Policy on Late Assignments
You are required to complete all assignments by the stated due dates. Late assignments will lose one half-letter grade for each day past the deadline. There are no make-up opportunities for any assignment, as you will have ample time to complete each requirement. I will not assign grades of “incomplete” except in the most unusual, extreme circumstances of incapacitating illness, death of family members, or other university-approved excuses. You must provide documentation of such circumstances from a medical doctor, funeral home, or other appropriate authority.
Academic Honor Code
Unless it is specifically connected to assigned collaborative work, all work should be individual. Evidence of collusion (working with someone not connected to the class or assignment), plagiarism (use of someone else’s published or unpublished words or design without acknowledgment) or multiple submissions (submitting the same paper in different courses) will lead to the Department’s and the University’s procedures for dealing with academic dishonesty. All students are expected to honor their commitment to the university’s Honor Code.

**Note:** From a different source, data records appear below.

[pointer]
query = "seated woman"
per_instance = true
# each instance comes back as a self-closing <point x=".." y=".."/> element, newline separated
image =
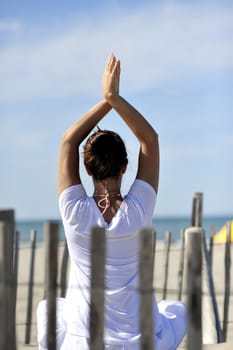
<point x="105" y="159"/>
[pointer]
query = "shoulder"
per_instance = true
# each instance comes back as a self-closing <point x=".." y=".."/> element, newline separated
<point x="143" y="196"/>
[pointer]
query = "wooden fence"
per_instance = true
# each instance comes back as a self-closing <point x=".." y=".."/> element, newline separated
<point x="195" y="263"/>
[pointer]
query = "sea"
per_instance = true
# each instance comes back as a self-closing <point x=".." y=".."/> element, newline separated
<point x="173" y="224"/>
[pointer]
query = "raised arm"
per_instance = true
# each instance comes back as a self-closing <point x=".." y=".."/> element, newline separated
<point x="68" y="162"/>
<point x="148" y="164"/>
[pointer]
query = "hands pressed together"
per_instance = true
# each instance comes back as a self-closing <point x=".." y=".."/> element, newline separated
<point x="111" y="79"/>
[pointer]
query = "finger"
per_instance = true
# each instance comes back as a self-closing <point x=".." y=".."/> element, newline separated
<point x="112" y="63"/>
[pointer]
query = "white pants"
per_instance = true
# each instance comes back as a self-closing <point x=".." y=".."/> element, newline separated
<point x="173" y="320"/>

Accommodation for Students with Disabilities
Students requesting classroom accommodation must first register with the Dean of Students Office. The Dean of Students Office will provide documentation to the student who must then provide this documentation to the Instructor when requesting accommodation. Please make any requests by the second week of class.
UF Counseling Services
Resources are available on-campus for students having personal problems or lacking clear career and academic goals that interfere with their academic performance. These resources include:
- University Counseling Center, 301 Peabody Hall, 392-1575, personal and career counseling
- Student Mental Health, Student Health Care Center, 392-1171, personal counseling
- Sexual Assault Recovery Services (SARS), Student Health Care Center, 392-1161, sexual counseling
- Career Resource Center, Reitz Union, 392-1601, career development assistance and counseling.
Syllabus Change Policy
This syllabus is a guide for the course and is subject to change with advanced notice.